UpdateStep and InitialUpdateStep:

Blocks to define how fields are updated in a MultiField block.

InitialUpdateStep:

Used to define an update step to be performed at time = 0; Vorpal will also run InitialUpdateStep after a restore if the alsoAfterRestore flag is set to true.

UpdateStep:

For every subsequent update after InitialUpdateStep, use an UpdateStep block.

Steps to be performed at every time step are indicated between the tags:

<UpdateStep *nameOfThisStep*>

</UpdateStep>

Note

By default, steps are ordered as they appear in the input file. However, you may overrule the order by setting the parameter updateStepOrder = [step1 step2 … ].

InitalUpdateSteps does not use toDtFrac; these are updated with time 0 at initialization; and after restore (if alsoAfterRestore = true), they are updated with the current MultiField time.

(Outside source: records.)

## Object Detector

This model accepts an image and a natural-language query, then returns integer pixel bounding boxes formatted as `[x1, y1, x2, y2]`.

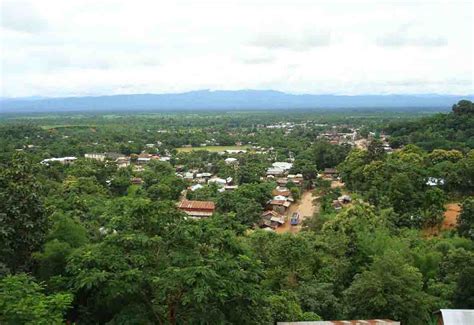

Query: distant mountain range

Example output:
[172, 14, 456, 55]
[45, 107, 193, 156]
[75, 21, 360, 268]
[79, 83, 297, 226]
[0, 90, 474, 113]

Regarding toDtFrac, when MultiField is at \(t_{n-1}\) and is told to update itself to time \(t_{n}\) by calling \(\mathsf{update} \left( t_{n} \right)\), MultiField will call \(\mathsf{update} \left( t' \right)\) for all updaters in the update step, where

\[t'= t_{n – 1} (1 – \mathsf{toDtFrac}) + t_n \cdot \mathsf{toDtFrac}.\]

In other words, toDtFrac = 1 tells MultiField to update the updaters (in the update step) to its same time; whereas, toDtFrac = 0.5 updates the updaters to the half-way time.

Note

The parameter toDtFrac does not refer to a time step, but to an absolute time.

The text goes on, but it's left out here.